Sorottajam.com - Masyarakat sering kali bertanya-tanya mengenai kewenangan polisi dalam memberhentikan kendaraan di jalan raya, terutama di luar operasi razia resmi.
Ternyata, berdasarkan peraturan yang berlaku, polisi memiliki wewenang untuk melakukan tindakan tersebut dalam situasi tertentu.
Alasan Pemberhentian Kendaraan di Luar Razia
Kepolisian Republik Indonesia menjelaskan bahwa ada beberapa kondisi di mana polisi diperbolehkan memberhentikan kendaraan meskipun tidak sedang berlangsung razia resmi:
1. Pelanggaran Lalu Lintas: Polisi dapat memberhentikan kendaraan jika pengemudi melanggar aturan lalu lintas, seperti melanggar lampu merah, tidak memakai sabuk pengaman, atau menggunakan ponsel saat berkendara.
2. Kecurigaan Pelanggaran Hukum: Dalam kasus di mana ada kecurigaan keterlibatan dalam tindak pidana, seperti membawa barang ilegal atau kendaraan tidak memiliki dokumen yang sah, polisi berhak untuk menghentikan kendaraan dan melakukan pemeriksaan lebih lanjut.
3. Pemeriksaan Dokumen: Polisi juga dapat memeriksa kelengkapan dokumen kendaraan, seperti Surat Izin Mengemudi (SIM) dan Surat Tanda Nomor Kendaraan (STNK), jika ada alasan yang jelas.
Hak Pengemudi
Namun demikian, polisi harus melakukan pemberhentian kendaraan dengan prosedur yang sesuai dan alasan yang jelas.
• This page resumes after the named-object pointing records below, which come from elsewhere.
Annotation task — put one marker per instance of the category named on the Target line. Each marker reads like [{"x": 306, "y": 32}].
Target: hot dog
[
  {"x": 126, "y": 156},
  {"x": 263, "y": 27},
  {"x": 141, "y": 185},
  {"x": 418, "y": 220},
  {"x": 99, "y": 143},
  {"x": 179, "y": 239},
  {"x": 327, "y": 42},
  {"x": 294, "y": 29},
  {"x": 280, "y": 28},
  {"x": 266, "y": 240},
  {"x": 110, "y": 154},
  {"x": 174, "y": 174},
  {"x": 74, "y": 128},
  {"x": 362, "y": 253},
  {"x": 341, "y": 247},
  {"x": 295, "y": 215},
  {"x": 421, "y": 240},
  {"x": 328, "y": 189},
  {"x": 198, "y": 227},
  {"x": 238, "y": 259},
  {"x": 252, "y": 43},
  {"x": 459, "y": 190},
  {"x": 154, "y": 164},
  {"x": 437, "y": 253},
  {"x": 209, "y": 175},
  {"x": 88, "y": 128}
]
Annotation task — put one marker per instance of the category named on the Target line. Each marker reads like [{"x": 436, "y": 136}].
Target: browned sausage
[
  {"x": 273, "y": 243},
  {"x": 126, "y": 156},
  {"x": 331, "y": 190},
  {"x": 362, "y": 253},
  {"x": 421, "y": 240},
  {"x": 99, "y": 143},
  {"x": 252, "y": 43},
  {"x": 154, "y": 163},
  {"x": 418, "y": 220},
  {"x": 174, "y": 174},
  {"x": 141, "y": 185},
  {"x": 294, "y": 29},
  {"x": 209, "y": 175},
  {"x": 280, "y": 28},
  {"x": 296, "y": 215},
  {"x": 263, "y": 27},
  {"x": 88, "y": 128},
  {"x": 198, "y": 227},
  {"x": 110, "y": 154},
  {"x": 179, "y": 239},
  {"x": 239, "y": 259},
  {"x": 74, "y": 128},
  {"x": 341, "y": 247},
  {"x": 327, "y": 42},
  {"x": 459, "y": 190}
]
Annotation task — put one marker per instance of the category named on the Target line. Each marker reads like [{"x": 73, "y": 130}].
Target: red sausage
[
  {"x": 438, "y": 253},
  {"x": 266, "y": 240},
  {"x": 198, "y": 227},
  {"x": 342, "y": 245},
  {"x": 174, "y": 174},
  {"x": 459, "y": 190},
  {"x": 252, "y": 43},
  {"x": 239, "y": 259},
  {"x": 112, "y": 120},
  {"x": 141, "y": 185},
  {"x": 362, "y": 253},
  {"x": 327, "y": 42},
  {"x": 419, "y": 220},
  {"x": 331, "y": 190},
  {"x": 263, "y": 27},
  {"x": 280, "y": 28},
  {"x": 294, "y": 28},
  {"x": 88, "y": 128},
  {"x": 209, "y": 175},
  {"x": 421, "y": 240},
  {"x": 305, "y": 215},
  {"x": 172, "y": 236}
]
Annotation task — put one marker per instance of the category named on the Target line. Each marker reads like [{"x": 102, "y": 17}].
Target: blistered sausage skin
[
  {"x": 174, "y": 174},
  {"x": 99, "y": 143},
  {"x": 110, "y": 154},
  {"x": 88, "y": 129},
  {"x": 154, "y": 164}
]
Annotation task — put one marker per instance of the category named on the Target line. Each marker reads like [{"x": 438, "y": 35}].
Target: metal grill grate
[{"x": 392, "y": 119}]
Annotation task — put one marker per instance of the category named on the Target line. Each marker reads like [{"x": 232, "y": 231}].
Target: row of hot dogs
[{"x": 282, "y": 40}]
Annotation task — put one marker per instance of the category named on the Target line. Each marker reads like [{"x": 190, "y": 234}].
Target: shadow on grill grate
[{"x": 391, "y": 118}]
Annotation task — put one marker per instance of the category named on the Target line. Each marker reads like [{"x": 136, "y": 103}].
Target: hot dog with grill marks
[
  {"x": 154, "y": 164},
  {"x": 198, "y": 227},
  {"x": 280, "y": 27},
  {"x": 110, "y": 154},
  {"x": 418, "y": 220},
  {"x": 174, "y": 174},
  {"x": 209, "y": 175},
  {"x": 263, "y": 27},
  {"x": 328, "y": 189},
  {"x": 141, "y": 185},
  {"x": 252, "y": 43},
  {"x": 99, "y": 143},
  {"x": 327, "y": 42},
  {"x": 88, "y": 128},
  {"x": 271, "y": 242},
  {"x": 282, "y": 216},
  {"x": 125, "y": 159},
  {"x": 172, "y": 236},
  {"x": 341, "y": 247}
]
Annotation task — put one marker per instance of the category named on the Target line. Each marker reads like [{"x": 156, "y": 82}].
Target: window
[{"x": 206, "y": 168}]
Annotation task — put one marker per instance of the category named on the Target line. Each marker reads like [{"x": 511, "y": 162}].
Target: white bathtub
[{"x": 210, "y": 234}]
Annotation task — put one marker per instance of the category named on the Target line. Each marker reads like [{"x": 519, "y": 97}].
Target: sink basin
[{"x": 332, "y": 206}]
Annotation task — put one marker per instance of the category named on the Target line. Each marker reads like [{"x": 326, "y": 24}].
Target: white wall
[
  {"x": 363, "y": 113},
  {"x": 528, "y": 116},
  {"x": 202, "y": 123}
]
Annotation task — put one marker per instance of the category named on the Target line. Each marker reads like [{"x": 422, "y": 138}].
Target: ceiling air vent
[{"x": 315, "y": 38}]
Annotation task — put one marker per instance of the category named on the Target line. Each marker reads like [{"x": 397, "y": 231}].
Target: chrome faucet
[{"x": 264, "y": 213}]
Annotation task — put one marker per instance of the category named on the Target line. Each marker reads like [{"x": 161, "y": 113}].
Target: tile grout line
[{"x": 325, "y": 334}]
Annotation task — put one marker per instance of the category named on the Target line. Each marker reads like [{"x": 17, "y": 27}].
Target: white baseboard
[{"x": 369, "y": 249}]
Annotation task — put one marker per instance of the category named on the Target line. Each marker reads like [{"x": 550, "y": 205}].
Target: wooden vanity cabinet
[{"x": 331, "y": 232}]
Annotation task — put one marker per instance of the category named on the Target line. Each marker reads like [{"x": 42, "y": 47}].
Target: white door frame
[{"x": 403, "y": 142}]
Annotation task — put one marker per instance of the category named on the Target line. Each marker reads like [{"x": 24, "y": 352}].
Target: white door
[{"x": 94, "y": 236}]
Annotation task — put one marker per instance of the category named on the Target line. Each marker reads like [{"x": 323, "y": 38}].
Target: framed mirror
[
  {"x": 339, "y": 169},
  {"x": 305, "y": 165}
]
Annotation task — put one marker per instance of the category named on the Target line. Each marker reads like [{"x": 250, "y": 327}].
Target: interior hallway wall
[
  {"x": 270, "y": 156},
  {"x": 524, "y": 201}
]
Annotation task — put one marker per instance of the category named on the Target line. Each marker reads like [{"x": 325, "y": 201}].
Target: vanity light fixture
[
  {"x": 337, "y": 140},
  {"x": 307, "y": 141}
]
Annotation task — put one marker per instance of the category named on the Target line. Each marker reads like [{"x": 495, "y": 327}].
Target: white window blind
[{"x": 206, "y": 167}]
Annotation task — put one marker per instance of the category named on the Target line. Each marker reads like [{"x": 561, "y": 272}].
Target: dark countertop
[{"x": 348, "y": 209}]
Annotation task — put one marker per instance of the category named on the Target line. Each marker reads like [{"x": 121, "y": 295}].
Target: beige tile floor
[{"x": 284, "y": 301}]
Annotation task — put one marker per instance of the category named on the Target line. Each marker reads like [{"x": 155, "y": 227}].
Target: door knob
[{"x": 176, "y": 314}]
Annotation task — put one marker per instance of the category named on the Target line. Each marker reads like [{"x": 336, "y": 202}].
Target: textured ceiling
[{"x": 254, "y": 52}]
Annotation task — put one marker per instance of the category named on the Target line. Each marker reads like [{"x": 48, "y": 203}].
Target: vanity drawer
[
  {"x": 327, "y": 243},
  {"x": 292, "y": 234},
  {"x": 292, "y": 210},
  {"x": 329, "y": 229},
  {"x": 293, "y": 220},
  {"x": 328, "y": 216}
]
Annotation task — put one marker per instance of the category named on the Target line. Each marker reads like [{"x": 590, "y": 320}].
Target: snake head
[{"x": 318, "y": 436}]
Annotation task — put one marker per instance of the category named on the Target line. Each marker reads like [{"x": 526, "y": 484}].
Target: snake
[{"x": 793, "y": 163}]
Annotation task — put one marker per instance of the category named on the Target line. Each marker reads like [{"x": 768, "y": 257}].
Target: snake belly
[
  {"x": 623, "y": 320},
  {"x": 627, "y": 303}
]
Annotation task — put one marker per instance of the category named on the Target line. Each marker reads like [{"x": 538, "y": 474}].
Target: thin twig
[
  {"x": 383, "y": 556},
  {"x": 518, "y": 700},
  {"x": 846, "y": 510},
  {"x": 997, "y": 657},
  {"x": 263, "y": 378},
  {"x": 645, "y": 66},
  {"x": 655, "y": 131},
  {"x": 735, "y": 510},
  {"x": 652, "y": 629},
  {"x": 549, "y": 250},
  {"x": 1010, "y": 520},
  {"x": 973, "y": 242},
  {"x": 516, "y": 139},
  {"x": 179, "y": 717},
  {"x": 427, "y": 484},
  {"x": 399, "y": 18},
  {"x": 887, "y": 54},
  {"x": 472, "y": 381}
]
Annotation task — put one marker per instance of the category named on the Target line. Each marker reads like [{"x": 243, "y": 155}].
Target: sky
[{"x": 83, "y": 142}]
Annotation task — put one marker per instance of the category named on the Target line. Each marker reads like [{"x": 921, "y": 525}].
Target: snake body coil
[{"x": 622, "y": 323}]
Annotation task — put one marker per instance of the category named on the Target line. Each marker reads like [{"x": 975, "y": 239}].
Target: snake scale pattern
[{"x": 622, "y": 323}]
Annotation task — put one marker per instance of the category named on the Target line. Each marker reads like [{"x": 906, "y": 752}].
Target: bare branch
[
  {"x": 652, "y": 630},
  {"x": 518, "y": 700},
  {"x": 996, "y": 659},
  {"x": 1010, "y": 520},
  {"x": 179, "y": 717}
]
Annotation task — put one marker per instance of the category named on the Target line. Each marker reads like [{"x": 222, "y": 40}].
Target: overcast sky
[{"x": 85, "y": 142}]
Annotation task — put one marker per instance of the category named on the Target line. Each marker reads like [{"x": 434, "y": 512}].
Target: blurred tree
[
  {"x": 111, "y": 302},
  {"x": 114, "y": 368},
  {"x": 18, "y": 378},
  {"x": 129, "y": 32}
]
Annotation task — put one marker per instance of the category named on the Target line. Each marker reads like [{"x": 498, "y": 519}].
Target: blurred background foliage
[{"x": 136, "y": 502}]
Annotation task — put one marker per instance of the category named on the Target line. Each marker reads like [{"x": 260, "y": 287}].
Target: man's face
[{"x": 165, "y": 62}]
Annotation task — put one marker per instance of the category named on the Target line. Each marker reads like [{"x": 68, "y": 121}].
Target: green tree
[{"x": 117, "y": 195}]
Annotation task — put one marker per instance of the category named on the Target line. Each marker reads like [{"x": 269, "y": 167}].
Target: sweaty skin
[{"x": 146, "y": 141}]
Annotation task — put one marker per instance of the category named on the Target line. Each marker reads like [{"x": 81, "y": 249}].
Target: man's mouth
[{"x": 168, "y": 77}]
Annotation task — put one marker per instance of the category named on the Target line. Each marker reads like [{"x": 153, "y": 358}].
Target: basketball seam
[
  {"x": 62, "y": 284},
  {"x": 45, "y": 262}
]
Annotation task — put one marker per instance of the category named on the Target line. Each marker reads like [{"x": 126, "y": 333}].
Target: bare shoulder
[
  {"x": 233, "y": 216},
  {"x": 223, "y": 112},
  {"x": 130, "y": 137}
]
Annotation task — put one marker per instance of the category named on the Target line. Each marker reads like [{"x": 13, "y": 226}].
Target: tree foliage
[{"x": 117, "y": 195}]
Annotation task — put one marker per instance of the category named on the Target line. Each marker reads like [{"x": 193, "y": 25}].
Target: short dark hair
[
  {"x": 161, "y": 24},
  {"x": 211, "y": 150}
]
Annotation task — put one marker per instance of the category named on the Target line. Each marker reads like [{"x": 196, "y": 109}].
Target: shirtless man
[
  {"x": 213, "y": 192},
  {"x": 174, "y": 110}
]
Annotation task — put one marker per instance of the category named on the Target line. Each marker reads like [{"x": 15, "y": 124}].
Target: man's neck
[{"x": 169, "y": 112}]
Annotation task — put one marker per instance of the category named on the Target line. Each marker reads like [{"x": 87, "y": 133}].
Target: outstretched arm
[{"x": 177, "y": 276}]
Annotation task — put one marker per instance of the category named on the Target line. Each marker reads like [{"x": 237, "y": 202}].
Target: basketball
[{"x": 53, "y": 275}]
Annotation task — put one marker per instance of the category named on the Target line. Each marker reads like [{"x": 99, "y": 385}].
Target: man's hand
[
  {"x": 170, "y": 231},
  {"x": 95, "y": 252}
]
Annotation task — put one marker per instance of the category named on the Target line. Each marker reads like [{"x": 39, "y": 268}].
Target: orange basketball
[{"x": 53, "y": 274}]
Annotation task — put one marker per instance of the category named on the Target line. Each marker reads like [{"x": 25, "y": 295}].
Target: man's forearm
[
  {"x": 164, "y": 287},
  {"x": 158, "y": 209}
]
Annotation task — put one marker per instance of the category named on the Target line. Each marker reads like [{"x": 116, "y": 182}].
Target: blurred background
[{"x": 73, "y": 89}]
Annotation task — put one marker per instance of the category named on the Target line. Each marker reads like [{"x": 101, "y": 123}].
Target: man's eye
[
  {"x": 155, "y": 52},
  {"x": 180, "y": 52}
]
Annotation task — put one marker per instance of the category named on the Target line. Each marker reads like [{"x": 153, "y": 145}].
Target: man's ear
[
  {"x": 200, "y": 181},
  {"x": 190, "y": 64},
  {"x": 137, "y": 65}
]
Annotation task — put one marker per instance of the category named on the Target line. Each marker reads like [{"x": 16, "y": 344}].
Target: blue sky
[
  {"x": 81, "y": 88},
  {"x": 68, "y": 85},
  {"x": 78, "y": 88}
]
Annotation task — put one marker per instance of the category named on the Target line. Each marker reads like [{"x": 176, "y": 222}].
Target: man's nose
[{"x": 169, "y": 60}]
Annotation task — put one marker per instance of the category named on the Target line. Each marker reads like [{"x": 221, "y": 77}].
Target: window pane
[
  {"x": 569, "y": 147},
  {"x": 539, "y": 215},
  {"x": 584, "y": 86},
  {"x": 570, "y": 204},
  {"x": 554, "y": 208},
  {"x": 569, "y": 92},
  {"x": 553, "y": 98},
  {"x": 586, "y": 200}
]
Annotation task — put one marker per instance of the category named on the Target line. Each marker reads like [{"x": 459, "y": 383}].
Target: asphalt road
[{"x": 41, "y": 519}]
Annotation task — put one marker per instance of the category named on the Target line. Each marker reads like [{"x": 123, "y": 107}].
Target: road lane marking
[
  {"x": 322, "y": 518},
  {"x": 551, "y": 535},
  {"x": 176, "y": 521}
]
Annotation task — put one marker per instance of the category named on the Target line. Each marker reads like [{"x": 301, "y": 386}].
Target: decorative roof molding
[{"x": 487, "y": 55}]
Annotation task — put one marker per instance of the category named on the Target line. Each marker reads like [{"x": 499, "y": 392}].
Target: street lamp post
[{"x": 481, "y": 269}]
Jika pengemudi merasa bahwa tindakan tersebut tidak sah atau merugikan, mereka memiliki hak untuk meminta penjelasan lebih lanjut atau melaporkan kejadian tersebut kepada pihak berwenang.
Kepolisian juga mengimbau kepada masyarakat untuk tetap tenang dan kooperatif jika diberhentikan oleh petugas di jalan. Langkah ini diharapkan dapat membantu menjaga ketertiban dan keamanan di jalan raya.
Dengan pemahaman yang lebih baik mengenai kewenangan polisi dalam memberhentikan kendaraan, masyarakat diharapkan dapat lebih memahami prosedur yang berlaku dan tetap patuh terhadap peraturan lalu lintas demi keselamatan bersama. (Ihy)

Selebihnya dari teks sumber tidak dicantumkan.